Pelajaran Menikmati Rutinitas yang Mulai Dikeluhkan


Beberapa hari terakhir ini, keluhan demi keluhan mulai memenuhi hati dan pikiran. Salah satunya keluhan mengenai bising serta berisiknya hidup sehari-hari di Jakarta. Bukan cuma sekadar suara knalpot kendaraan bermotor yang enggak absen memenuhi jalan raya ibukota negara, tapi bahkan sampai berisiknya isi pikiran tentang "Apa aja ya yang harus aku selesaikan di hari ini?".

Sebagai orang yang cukup nempel dengan agenda harian dan to-do list, mikirin apa yang menjadi "goals" di hari itu udah jadi makanan sepanjang pekan. Ya aku tau ini baik untuk menjaga konsistensi ritme aktivitas serta menguji komitmen. Cuma aku juga enggak menampik bahwa aku hanya manusia biasa yang bisa capek dan lelah. Makanya aku ngerasa ini mulai masuk titik "berisik" dan pengen banget "retreat" sendiri dengan cara mendengarkan alam. Rasanya ingin banget menghirup aroma segar perkebunan, dengar bunyi burung berkicauan, dan ngerasain sejuknya udara yang menyentuh ujung kulit.

Tapi keinginan ini luntur tiap kali aku lihat berita bahwa jalan menuju puncak selalu ramai padat lantaran orang kota banyak yang ingin liburan ke sana.

Gak jadi deh, pikirku. πŸ˜‚

Terus sempet terpikir: apa main-main random ke kampus UI aja yah...di sana juga sepi dan lumayan teduh wilayahnya. Sepertinya jalan-jalan santai di jalan setapak dan duduk di depan Balairung dekat danau UI cukup seru. Minimal enggak berisik-berisik amat.

Lalu pertanyaan pertimbangan berikutnya muncul: kapan?

Alasan pragmatis, idealis, dan perfeksionisnya adalah karena aku kerja dari hari Senin sampai Sabtu. Hari Minggu sih bisa, tapi kan ada ibadah. Padahal ya bisa aja aku mengomunikasikan dengan bosku keinginan ini, tapi...yah entar aja, deh. Mau pikir-pikir lagi. Soalnya kerjaan juga lagi lumayan padat, apalagi di akhir bulan begini di mana biasanya aku fokus ke membuat perencanaan kegiatan promosi untuk bulan depan.

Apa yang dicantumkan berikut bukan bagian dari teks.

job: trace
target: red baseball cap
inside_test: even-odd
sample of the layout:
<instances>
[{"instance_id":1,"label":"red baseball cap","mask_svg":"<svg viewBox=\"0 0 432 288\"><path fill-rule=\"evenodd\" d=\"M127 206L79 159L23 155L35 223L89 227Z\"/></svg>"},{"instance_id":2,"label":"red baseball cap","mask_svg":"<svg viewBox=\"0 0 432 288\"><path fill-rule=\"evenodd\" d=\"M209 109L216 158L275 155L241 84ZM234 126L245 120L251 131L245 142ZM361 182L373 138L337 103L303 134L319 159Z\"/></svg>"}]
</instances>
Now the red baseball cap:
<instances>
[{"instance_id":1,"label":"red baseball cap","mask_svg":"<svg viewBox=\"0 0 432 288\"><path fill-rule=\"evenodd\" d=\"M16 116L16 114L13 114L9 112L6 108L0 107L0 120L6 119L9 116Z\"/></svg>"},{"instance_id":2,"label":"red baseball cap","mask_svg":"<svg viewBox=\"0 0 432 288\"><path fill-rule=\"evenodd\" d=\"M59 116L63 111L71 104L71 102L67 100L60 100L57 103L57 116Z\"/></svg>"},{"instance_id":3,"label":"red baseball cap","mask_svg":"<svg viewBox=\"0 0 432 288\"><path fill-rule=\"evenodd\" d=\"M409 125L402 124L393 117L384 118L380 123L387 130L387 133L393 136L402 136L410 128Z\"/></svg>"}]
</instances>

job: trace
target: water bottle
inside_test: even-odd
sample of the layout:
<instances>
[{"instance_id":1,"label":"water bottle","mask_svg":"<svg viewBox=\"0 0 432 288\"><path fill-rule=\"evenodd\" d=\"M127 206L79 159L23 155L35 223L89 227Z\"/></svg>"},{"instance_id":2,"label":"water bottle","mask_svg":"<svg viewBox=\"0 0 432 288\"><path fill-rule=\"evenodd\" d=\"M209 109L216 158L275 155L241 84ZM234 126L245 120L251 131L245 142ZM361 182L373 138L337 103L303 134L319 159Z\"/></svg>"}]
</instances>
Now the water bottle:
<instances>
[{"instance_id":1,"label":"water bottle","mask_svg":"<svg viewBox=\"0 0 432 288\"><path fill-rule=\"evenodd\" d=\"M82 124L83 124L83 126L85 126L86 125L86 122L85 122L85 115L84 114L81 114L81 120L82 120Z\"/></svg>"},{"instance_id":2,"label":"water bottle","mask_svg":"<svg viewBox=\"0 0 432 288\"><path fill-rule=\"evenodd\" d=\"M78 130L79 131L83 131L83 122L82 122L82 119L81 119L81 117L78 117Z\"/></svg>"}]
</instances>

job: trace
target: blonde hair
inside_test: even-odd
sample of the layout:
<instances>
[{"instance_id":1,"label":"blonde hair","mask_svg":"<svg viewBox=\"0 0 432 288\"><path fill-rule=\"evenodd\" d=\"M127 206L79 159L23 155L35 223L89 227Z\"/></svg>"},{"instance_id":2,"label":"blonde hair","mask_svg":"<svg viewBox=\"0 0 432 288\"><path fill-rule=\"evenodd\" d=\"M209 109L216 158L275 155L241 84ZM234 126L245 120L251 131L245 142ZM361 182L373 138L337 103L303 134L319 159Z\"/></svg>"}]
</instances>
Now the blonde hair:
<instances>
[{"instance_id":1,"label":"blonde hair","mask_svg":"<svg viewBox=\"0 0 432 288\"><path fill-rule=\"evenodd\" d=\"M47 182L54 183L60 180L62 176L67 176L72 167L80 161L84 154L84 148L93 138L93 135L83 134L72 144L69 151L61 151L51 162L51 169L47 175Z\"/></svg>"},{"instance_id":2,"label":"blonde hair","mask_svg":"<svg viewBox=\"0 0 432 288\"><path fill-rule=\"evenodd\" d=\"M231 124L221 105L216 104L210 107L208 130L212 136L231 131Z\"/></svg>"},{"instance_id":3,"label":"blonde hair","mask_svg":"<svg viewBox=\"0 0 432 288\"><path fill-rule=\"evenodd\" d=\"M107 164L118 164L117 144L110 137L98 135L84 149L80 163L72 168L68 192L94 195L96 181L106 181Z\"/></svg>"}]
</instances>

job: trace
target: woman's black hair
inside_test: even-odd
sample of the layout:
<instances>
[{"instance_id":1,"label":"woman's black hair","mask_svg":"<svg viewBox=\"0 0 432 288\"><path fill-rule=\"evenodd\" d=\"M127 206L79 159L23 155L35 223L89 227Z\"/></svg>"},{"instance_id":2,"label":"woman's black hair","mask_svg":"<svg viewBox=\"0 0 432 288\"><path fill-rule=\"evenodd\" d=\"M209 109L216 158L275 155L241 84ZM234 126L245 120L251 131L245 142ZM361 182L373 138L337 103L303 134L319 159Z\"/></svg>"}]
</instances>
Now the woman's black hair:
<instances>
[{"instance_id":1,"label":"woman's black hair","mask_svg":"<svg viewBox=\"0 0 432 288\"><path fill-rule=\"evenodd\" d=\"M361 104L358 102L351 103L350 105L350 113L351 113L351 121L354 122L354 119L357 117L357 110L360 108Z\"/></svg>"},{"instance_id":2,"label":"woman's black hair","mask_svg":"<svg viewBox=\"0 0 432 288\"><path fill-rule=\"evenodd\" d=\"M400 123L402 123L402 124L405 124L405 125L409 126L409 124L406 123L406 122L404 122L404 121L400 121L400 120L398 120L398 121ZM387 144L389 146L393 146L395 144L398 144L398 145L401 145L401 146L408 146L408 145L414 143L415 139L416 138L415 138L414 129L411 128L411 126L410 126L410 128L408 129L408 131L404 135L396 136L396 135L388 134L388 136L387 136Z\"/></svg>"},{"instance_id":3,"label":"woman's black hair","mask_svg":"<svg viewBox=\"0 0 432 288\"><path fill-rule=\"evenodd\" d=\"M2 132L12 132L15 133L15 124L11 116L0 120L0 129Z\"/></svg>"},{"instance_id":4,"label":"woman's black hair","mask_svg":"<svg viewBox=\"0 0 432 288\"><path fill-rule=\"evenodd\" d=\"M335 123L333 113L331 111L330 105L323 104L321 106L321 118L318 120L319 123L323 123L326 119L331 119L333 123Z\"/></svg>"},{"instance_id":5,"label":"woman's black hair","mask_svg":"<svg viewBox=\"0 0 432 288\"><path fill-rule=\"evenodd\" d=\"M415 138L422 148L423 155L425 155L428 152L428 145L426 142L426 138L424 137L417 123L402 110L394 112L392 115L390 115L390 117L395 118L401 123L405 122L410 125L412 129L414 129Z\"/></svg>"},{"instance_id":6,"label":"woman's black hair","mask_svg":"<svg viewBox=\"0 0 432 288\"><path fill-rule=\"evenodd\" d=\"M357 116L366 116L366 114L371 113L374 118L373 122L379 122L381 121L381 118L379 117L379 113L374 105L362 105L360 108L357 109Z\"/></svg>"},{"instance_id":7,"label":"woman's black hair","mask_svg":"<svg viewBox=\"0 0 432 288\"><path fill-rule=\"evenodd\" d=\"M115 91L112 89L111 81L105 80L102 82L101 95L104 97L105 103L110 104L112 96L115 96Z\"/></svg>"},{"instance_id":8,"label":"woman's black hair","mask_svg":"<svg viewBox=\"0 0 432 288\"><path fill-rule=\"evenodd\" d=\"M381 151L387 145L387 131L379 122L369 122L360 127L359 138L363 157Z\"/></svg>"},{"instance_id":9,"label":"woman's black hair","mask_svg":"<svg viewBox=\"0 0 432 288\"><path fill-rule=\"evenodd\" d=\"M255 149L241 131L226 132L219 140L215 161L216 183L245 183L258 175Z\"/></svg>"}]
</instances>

Jadi...entah kapan keinginan itu akan terlaksana. Saat ini cuma jadi sekadar wacana plus kebanyakan mikir dan mempertimbangkan, hahaha. Dasar Meista πŸ˜…

---

Mumet memikirkan kapan aku bisa menyisihkan waktu untuk menikmati keteduhan dan ketenangan, hari ini aku memutuskan untuk mencoba mengatur fokusku. Sejak pagi aku mendoakan pada Ilahi agar aku bisa benar-benar menikmati rutinitas harianku dengan hati yang sukacita dan damai sejahtera. Tidak taken for granted. Taken for granted itu maknanya kayak mengalami segala sesuatu dengan diterima gitu aja, dialami gitu aja, tanpa ada keinginan untuk menyadari bahwa rutinitas tersebut bisa lho buat dinikmati.

So, aku mulai hari ini seperti biasa dengan mandi dan sarapan sebelum berangkat ke kantor. Dalam rangka tidak mau merasa taken for granted, aku melatih fokusku untuk enjoy ketika melakukan hal-hal yang sudah rutin.

Ternyata seru, lho!

Misalkan gini. Ketika mandi, aku mengarahkan pikiran pada rambutku yang sudah pendek. Waw, hemat shampo banget ini woy, kataku. Sebuah sukacita pada hal sederhana yang jarang aku lakukan. Setelah mandi, sisiran, berkaca, aku akhirnya menemukan bahwa aku menyukai gaya rambut baruku--padahal sebelum-sebelumnya aku tidak menyukai rambut pendek karena menurutku penampilanku jadi lebih jelek. Aku menganggap bahwa diriku akan terlihat lebih eye-catchy dengan rambut panjang, meskipun aku cukup kesulitan merawatnya. Ternyata sekarang malah gemesh sendiri karena ngerasa nyaman banget, dan gak ribet ngurusinnya. Plus, hemat shampo. Ini yang penting πŸ˜‚

Setelah membereskan penampilan, saatnya membereskan perut yang lapar. Aku menikmati roti panggang segepok dan air putih sebelum memesan ojek daring. Sudah menjadi rutinitas harian bahwa aku memang harus mengakses ojek daring untuk menuju ke halte Transjakarta. Soalnya angkot yang melintas di area rumahku terbilang jarang hilir-mudik. Jadi mau naik apa selain ojek daring, ya kan?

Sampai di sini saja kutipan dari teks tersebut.